Thanks for the code but unfortunately this doesn't help us much. We are writing 
a library which uses GenericRecord in its API and we don't have control over 
how the objects are created (they are created by the user). Is there any reason 
why the conversion is not added by default? In current situation the behaviour 
of generic and specific API is inconsistent.
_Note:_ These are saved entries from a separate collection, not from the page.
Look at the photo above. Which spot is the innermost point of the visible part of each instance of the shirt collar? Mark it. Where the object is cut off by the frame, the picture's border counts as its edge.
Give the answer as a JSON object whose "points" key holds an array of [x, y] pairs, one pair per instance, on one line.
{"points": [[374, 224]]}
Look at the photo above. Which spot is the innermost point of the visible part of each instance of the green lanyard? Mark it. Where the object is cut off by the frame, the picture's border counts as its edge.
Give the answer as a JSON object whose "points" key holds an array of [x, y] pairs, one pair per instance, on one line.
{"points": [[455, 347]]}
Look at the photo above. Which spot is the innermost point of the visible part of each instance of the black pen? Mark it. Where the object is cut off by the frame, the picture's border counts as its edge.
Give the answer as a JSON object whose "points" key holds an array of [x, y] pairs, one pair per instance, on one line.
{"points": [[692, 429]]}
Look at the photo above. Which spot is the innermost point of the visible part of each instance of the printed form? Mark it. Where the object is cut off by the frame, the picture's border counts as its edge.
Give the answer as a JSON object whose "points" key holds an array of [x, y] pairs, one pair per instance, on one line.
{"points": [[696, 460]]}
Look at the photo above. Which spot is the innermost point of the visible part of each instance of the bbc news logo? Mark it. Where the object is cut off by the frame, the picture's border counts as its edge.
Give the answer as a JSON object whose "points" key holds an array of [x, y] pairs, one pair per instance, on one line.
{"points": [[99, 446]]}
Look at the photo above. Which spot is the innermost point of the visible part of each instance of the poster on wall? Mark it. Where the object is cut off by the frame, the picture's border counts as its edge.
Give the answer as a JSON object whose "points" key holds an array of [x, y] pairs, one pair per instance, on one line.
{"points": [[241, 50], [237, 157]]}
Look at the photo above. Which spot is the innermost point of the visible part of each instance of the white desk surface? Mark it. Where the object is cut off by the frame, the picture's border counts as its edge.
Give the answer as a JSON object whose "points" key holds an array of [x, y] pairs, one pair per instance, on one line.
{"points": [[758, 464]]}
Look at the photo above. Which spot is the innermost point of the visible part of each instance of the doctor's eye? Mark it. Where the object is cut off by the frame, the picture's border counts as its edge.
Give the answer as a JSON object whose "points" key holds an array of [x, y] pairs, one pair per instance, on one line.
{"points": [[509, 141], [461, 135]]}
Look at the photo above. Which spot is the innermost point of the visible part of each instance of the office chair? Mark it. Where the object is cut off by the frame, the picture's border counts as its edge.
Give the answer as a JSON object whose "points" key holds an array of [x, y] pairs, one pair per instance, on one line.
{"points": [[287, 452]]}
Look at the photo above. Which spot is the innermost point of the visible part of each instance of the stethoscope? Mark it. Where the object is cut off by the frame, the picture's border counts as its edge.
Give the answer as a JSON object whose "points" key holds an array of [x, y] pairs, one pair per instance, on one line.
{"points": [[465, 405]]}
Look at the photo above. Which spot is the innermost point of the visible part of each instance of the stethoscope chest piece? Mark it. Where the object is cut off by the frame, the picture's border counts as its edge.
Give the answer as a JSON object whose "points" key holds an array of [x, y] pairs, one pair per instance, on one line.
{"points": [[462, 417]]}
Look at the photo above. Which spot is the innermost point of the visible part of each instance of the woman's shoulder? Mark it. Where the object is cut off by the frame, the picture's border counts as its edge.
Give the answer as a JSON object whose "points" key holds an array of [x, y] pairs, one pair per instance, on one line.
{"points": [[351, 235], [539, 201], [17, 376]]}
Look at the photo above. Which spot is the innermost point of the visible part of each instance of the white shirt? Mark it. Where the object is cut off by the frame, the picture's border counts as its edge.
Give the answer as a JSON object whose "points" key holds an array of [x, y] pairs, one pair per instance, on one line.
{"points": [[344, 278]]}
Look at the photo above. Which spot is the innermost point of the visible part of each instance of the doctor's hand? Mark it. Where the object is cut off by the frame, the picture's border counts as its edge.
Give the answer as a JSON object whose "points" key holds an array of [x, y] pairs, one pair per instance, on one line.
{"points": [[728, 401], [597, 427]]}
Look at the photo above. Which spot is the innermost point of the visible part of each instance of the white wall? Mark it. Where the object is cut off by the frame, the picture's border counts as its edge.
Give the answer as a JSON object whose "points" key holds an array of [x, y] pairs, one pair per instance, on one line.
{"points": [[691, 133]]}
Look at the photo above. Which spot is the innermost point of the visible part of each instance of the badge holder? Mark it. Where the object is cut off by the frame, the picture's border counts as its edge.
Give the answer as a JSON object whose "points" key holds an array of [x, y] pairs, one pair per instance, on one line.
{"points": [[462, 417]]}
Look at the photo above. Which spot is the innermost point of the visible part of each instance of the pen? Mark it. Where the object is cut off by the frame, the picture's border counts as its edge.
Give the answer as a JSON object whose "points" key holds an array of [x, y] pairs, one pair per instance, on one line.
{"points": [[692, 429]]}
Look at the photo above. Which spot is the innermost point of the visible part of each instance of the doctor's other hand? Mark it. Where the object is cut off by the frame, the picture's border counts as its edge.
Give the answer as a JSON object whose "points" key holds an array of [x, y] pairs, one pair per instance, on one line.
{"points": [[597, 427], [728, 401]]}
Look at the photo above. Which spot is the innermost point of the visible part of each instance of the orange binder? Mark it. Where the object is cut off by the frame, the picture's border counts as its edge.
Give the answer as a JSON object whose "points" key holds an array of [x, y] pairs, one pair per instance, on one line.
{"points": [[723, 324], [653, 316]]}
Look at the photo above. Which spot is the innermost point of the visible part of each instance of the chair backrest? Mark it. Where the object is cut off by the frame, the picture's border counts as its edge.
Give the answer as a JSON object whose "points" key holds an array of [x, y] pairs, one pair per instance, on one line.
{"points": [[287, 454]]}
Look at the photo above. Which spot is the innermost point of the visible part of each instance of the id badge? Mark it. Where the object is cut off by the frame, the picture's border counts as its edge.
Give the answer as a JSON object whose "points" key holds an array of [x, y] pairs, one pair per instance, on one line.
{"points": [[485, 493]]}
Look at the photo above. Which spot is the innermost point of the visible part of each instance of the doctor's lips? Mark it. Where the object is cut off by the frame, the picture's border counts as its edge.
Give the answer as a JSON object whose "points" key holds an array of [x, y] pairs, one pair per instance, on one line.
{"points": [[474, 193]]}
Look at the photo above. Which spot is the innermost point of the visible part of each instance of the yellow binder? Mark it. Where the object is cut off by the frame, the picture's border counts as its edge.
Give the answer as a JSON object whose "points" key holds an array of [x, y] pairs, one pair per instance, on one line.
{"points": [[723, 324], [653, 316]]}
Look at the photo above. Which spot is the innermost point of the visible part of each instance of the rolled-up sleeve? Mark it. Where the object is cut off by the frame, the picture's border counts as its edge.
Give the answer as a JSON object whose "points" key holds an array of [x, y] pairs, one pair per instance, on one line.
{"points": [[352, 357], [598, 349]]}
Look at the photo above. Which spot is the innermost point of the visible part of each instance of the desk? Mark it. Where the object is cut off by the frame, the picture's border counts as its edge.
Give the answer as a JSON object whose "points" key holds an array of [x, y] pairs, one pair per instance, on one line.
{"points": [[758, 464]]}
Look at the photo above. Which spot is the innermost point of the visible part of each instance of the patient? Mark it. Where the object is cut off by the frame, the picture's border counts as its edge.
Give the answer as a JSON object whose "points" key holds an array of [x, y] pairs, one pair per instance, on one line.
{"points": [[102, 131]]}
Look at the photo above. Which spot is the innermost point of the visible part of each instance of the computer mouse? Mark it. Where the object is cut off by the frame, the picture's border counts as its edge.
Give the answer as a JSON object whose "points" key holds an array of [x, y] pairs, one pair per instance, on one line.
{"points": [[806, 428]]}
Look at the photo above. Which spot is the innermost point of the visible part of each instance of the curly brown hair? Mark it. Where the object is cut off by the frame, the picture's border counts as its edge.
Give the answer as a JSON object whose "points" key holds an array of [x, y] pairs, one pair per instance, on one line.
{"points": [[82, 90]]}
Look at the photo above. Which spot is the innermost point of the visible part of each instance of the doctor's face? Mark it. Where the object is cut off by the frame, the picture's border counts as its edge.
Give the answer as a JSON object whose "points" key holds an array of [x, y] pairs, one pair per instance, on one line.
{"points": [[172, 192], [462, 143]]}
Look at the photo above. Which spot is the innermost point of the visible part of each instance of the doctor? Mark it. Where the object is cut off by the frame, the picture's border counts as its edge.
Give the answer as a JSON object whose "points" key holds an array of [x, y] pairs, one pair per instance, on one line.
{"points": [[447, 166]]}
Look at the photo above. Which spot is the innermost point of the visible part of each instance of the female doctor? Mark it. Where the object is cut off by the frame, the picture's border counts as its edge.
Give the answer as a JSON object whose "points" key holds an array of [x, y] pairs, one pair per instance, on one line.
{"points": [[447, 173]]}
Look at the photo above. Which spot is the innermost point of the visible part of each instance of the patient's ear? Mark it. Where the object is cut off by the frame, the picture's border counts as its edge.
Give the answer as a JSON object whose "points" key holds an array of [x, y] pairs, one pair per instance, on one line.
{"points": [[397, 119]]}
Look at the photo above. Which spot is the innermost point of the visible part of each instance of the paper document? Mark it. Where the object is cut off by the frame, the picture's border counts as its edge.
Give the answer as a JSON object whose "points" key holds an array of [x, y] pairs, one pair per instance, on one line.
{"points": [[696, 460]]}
> GenericRecord and specific class return different java type for the same 
> field with logicalType
> -----------------------------------------------------------------------------------------------
>
>                 Key: AVRO-2194
>                 URL: https://issues.apache.org/jira/browse/AVRO-2194
>             Project: Avro
>          Issue Type: Bug
>          Components: java, logical types
>    Affects Versions: 1.8.2
>            Reporter: Eva Krejcirova
>            Priority: Major
>         Attachments: avrotest.zip
>
>
> I have an Avro schema which contains field with logical type 
> timestamp-millis. When I deserialize  an object with this schema from json to 
> GenericRecord, I get Long as type of this field. When I deserialize it to 
> specific class, I get DateTime. This prevents me to write a generic code 
> which would handle both cases (I would expect this to be possible since the 
> generated class implements GenericRecord interface).
> E.g.
> {code:java}
> final GenericRecord timestampGenericRecord = 
> readJsonGeneric("timestamptest.json", schema);
> final TimestampTest timestampTestIn = readJson("timestamptest.json", 
> timestampTestOut.getClass(), schema);
> System.out.println("------------ Generic record --------------");
> printTimestamp(timestampGenericRecord);
> System.out.println("------------ Specific record --------------");
> printTimestamp(timestampTestIn);
> ----
> private static void printTimestamp(GenericRecord record) {
>    System.out.println(record);
>    System.out.println(record.get("timestampDateTime").getClass());
> }{code}
> prints out:
> {code:java}
> ------------ Generic record --------------
> {"timestampLong": 1530023620474, "timestampDateTime": 1530023620478}
> class java.lang.Long
> ------------ Specific record --------------
> {"timestampLong": 1530023620474, "timestampDateTime": 
> 2018-06-26T14:33:40.478Z}
> class org.joda.time.DateTime
> {code}
> I am attaching sample code which demonstrates the problem.